Having talked about my favorite combination of web frameworks – Angular for the frontend and Django there’s still one more thing I want to cover on the web framework side: Flask. For “serious” web development, Django has been my default choice, but I did end up with several Flask applications. In some cases, I already had a database layer written in SQLAlchemy, so porting that to Django would have only taken time and using Flask meant I could use it with no changes.
Flask is a “micro” framework and excels in those “I really need to get something running right now” cases, more so if you’re working with others who may not be familiar with Django, as Flask literally allows you to get up to speed with a single file. It also comes with very extensive documentation that covers plenty of “real-world” problems that you might run into.

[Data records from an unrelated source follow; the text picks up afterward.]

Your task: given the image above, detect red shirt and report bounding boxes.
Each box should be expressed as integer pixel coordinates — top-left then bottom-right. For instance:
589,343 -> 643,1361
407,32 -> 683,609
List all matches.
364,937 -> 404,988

In my experience, Flask also excels at being highly modular yet never feeling like a set of disjoint pieces. I had one case where I started with Flask and had to grow the application relatively quickly by adding a proper ORM, integrate with a task queue, and replace the HTML templates with a REST interface that was driven from an Angular SPA. Even though that resulted in significant changes to the application, I never ran into issues with not being able to make a change because components would stop working or something. This ability to scale is welcome if you’re just starting out and you don’t know very well where you’re going. The REST API in particular was interesting – I had to change all page templates to produce JSON, and this was something that I did right within Flask. If you’re occasionally writing some web tool, and you want to get something up and running within an hour, do give Flask a try!